El modelo es casi no identificable: grande relación de eigenvalores
- ¿Reescalar variables?
Luego uso Anova
de car
para calcular los valores p para el factor fijo y las interacciones, y emmeans
para calcular las estimaciones para cada nivel de periodo
> Anova(M, test="Chisq", type=3)
Tabla de análisis de desviación (pruebas de Chi-cuadrado tipo III Wald)
Respuesta: ActivityBi
Chisq Df Pr(>Chisq)
(Intercepto) 2.4691 1 0.1161
Periodo 46.5020 2 7.984e-11 ***
Periodo:DAY 68.0141 3 1.136e-14 ***
---
Códigos de significancia: 0 ‘***’ 0.001 ‘**’ 0.01 ‘*’ 0.05 ‘.’ 0.1 ‘ ’ 1
> marginal = emmeans(M, ~ Periodo|DAY, type="response")
NOTA: Los resultados pueden ser engañosos debido a la participación en interacciones
> pairs(marginal2,adjust="tukey")
contraste razón de momios EE df z.ratio valor p
1.Precierre / 2.Cierre 0.0844 0.04 Inf -5.210 <.0001
1.Precierre / 3.Postcierre 2.9291 1.15 Inf 2.728 0.0175
2.Cierre / 3.Postcierre 34.7132 21.36 Inf 5.766 <.0001
Ajuste de valor p: método tukey para comparar una familia de 3 estimaciones
Las pruebas se realizan en la escala de razón de momios logarítmica
> cld(marginal2,alpha=0.05, Letras=letters, ajuste="tukey")
Periodo prob EE df intervalo.l.inf asint.UCL grupo
3.Postlockdown 0.297 0.0825 Inf 0.141 0.520 a
1.Prelockdown 0.553 0.0127 Inf 0.522 0.583 b
2.Cierre 0.936 0.0285 Inf 0.825 0.979 c
Como se puede ver en el resumen del modelo y los resultados de emmeans
, la actividad de las ratas durante el cierre fue mayor que antes y después del cierre.
Finalmente, debido al efecto de DAY
quiero calcular las estimaciones para graficar.
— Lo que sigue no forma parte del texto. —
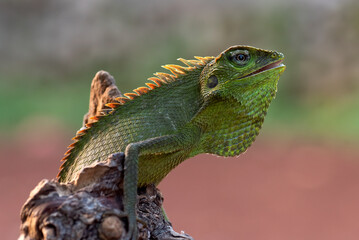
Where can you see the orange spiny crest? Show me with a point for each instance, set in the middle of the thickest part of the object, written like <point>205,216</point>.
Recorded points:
<point>72,145</point>
<point>82,131</point>
<point>131,95</point>
<point>122,100</point>
<point>88,125</point>
<point>64,160</point>
<point>151,85</point>
<point>77,137</point>
<point>158,81</point>
<point>113,105</point>
<point>165,76</point>
<point>96,118</point>
<point>189,63</point>
<point>68,151</point>
<point>141,90</point>
<point>175,69</point>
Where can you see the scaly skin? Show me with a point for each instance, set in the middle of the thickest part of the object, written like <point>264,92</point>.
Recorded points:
<point>216,105</point>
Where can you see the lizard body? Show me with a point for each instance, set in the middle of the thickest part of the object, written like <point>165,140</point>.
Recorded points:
<point>215,105</point>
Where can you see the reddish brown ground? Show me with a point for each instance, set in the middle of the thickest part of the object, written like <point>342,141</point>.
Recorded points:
<point>277,190</point>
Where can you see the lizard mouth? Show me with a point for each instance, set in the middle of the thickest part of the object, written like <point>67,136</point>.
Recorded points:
<point>265,68</point>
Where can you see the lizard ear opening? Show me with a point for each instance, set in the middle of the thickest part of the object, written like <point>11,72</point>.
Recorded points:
<point>212,81</point>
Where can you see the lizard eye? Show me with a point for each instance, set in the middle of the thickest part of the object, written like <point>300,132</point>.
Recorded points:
<point>212,81</point>
<point>240,57</point>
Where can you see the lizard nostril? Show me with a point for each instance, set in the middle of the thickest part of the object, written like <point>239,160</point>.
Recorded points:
<point>276,55</point>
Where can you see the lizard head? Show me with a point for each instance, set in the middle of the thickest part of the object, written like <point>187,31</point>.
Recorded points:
<point>237,87</point>
<point>240,70</point>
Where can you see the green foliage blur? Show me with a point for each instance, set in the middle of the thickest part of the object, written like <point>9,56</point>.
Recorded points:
<point>50,51</point>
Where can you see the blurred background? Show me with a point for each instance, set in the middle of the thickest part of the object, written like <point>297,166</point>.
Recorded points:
<point>299,180</point>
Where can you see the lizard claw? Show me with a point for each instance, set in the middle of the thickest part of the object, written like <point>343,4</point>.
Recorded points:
<point>132,233</point>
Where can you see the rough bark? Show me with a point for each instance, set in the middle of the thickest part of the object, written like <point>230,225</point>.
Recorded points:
<point>91,207</point>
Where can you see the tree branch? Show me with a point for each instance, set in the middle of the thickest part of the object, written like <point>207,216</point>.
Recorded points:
<point>91,207</point>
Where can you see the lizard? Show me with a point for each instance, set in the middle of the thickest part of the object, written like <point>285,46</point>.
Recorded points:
<point>213,105</point>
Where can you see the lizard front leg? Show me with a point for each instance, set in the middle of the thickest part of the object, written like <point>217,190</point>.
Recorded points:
<point>184,139</point>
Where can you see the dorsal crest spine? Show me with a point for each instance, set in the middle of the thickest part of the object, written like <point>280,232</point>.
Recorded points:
<point>159,80</point>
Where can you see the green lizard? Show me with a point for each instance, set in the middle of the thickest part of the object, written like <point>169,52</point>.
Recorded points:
<point>214,105</point>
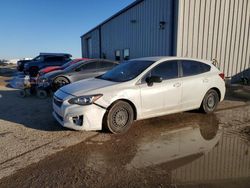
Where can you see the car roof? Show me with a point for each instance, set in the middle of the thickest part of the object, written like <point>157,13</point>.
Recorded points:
<point>158,58</point>
<point>55,54</point>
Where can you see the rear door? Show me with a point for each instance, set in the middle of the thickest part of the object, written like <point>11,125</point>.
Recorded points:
<point>87,70</point>
<point>195,80</point>
<point>164,97</point>
<point>103,66</point>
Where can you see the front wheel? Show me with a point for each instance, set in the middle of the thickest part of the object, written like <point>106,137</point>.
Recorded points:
<point>210,101</point>
<point>119,117</point>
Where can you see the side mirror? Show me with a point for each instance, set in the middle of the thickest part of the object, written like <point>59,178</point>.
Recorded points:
<point>153,79</point>
<point>77,69</point>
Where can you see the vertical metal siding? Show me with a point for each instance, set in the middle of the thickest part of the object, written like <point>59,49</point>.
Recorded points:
<point>143,38</point>
<point>94,35</point>
<point>217,29</point>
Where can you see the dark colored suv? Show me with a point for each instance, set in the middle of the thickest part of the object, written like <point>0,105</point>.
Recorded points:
<point>43,60</point>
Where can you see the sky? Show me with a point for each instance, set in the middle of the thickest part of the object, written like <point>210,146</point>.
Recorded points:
<point>28,27</point>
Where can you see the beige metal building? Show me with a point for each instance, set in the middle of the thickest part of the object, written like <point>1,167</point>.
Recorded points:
<point>206,29</point>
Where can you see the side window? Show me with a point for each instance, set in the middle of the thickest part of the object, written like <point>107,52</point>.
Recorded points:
<point>54,59</point>
<point>166,70</point>
<point>89,66</point>
<point>190,68</point>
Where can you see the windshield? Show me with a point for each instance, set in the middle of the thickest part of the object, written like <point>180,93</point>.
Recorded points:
<point>73,66</point>
<point>126,71</point>
<point>65,65</point>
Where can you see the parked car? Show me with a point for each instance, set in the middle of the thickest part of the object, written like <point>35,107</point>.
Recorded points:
<point>64,66</point>
<point>78,71</point>
<point>139,89</point>
<point>45,60</point>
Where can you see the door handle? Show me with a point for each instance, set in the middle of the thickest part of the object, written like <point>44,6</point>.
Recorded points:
<point>205,80</point>
<point>178,84</point>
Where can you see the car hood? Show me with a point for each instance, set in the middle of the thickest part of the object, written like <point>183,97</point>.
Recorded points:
<point>83,86</point>
<point>50,69</point>
<point>53,74</point>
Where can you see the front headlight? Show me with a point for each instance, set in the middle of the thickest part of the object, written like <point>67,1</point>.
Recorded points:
<point>85,100</point>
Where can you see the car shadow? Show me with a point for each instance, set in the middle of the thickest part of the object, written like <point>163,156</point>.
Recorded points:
<point>30,112</point>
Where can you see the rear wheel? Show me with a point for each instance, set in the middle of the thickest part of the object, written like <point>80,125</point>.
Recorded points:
<point>60,82</point>
<point>210,101</point>
<point>42,94</point>
<point>119,117</point>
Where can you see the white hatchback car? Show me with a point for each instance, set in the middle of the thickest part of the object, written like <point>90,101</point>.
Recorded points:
<point>139,89</point>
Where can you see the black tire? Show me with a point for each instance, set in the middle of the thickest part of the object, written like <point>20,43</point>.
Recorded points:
<point>210,101</point>
<point>41,94</point>
<point>119,117</point>
<point>60,82</point>
<point>22,93</point>
<point>33,71</point>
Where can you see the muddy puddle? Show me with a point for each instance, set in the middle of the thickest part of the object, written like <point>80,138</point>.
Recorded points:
<point>177,150</point>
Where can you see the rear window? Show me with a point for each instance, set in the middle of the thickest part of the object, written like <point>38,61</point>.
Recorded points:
<point>166,70</point>
<point>190,68</point>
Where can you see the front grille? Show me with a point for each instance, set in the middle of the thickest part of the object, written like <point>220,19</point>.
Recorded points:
<point>60,117</point>
<point>58,101</point>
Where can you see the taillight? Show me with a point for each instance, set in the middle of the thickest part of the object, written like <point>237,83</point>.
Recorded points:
<point>222,75</point>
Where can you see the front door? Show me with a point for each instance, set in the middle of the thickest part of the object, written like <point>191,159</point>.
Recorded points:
<point>161,98</point>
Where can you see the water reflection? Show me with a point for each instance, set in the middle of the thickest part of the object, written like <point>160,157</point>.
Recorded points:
<point>182,149</point>
<point>175,144</point>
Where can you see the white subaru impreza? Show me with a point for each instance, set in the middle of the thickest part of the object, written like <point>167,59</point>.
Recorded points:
<point>139,89</point>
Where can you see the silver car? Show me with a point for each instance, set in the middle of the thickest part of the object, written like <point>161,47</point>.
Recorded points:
<point>78,71</point>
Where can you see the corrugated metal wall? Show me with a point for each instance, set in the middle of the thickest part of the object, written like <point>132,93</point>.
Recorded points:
<point>137,29</point>
<point>217,29</point>
<point>144,37</point>
<point>94,35</point>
Para eso, utilicé predict()
pero sigo recibiendo este error:
> EstM<-predict(M, newdata=data, nsim=100, type="response", interval="confidence", re.form=NA, se.fit=TRUE, na.rm = TRUE)
Mensaje de advertencia:
En lme4:::predict.merMod(x, ...) : argumentos no utilizados ignorados
Luego intenté usar ```predictInterval``` en su lugar
EstM2 <- predictInterval(M, newdata = data, which="fixed", n.sims=1000, type = "linear.prediction")
Pero los valores predichos no coinciden con el resumen del modelo, con la actividad de las ratas antes del cierre siendo mayor que durante el cierre.
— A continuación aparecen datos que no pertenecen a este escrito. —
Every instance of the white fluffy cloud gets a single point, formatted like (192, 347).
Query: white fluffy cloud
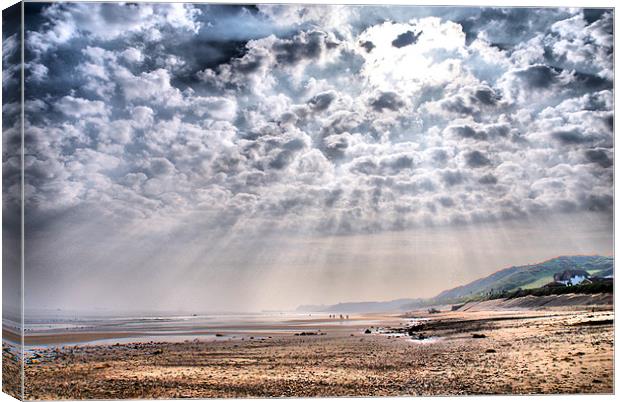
(321, 121)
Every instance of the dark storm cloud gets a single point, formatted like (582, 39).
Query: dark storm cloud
(304, 46)
(599, 156)
(571, 137)
(538, 76)
(477, 159)
(486, 96)
(224, 110)
(406, 39)
(387, 100)
(367, 45)
(488, 179)
(321, 102)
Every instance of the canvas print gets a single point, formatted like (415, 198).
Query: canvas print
(213, 201)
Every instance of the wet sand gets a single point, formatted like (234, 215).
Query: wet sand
(515, 352)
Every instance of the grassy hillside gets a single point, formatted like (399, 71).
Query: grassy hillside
(525, 277)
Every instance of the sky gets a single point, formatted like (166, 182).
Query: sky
(233, 158)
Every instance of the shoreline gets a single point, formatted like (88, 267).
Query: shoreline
(513, 352)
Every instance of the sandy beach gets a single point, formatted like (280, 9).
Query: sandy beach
(451, 353)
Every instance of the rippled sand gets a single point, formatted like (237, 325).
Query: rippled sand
(520, 353)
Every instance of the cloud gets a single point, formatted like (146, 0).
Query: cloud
(369, 120)
(406, 39)
(79, 107)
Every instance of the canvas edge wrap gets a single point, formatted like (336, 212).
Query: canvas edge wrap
(12, 202)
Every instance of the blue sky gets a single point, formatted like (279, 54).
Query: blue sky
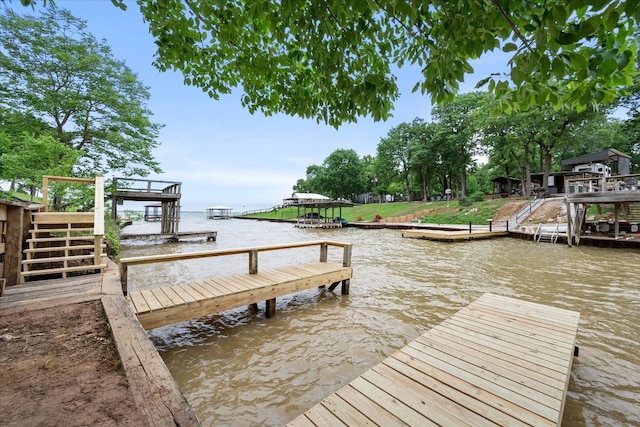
(222, 154)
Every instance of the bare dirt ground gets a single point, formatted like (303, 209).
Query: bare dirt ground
(60, 367)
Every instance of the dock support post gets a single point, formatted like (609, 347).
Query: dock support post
(253, 261)
(345, 287)
(123, 278)
(270, 309)
(346, 262)
(324, 250)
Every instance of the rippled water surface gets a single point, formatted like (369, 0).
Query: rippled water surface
(241, 369)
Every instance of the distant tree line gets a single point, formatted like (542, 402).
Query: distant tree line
(68, 107)
(421, 159)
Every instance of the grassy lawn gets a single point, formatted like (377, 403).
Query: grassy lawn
(439, 212)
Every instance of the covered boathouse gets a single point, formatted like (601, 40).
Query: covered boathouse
(316, 210)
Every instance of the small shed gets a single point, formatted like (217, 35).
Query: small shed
(619, 161)
(219, 212)
(507, 186)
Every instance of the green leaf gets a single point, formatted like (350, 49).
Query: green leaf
(482, 82)
(509, 47)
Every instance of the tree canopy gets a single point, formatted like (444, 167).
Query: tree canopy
(54, 72)
(336, 61)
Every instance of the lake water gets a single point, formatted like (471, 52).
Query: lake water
(241, 369)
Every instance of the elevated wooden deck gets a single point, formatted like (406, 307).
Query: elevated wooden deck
(176, 303)
(498, 361)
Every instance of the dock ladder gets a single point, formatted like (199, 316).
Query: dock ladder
(542, 235)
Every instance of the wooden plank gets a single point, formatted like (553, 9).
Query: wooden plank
(321, 416)
(430, 404)
(175, 298)
(499, 370)
(139, 303)
(367, 406)
(505, 368)
(185, 294)
(536, 342)
(487, 355)
(345, 412)
(204, 307)
(154, 390)
(394, 406)
(463, 393)
(161, 297)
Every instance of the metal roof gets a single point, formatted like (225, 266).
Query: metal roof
(605, 156)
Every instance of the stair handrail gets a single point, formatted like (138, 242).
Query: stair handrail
(528, 209)
(98, 212)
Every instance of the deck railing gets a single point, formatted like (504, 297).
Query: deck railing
(146, 185)
(98, 211)
(251, 252)
(610, 183)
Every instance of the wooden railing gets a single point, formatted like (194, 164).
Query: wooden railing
(98, 211)
(252, 253)
(149, 186)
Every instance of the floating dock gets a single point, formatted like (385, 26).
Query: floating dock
(175, 303)
(172, 237)
(498, 361)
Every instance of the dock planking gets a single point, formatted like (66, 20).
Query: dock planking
(175, 303)
(498, 361)
(452, 235)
Incluso si uso "probabilidad"
EstM2 <- predictInterval(M, newdata = data, which="fixed", n.sims=1000, type = "probability")
En ambos casos, los valores antes del cierre parecen ser más altos que durante el cierre. ¿Alguna idea de por qué está sucediendo esto?